Abstract

1. A study was made of the effect of an exteroceptive stimulus, produced by a team of lactating rats and of litters while suckling, on the pituitary melanocyte-stimulating hormone (MSH) activity of a group of lactating rats.2. After being isolated for 9 hr from their litter, one group of lactating rats was killed after being allowed to nurse for 30 min, another group was subjected to the exteroceptive stimulus for 15 min and then killed.

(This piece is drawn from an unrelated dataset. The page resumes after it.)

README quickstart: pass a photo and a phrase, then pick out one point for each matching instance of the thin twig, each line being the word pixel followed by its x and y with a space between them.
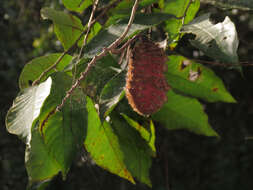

Control rats were killed after 9 hr of isolation from the litter without being subjected to either suckling or the exteroceptive stimulus.3. The group of rats which had suckled their young showed a pituitary MSH activity equal to 35 +/- 2.29%, and the group exposed to the exteroceptive stimulus an activity equal to 59.5 +/- 3.16% of that in the control animals.4. When deaf rats were used, only the suckled mother showed a decrease of the pituitary MSH activity which was similar to that obtained with the normal suckled mother, indicating that the exteroceptive stimulus depended on hearing for its effect.5. A light dose of sodium pentobarbitone was sufficient to block the effect of suckling and the auditory stimuli on the pituitary MSH activity.6. The role of the central nervous system in this phenomenon and the possibility that MSH is implicated in the process of lactation are discussed.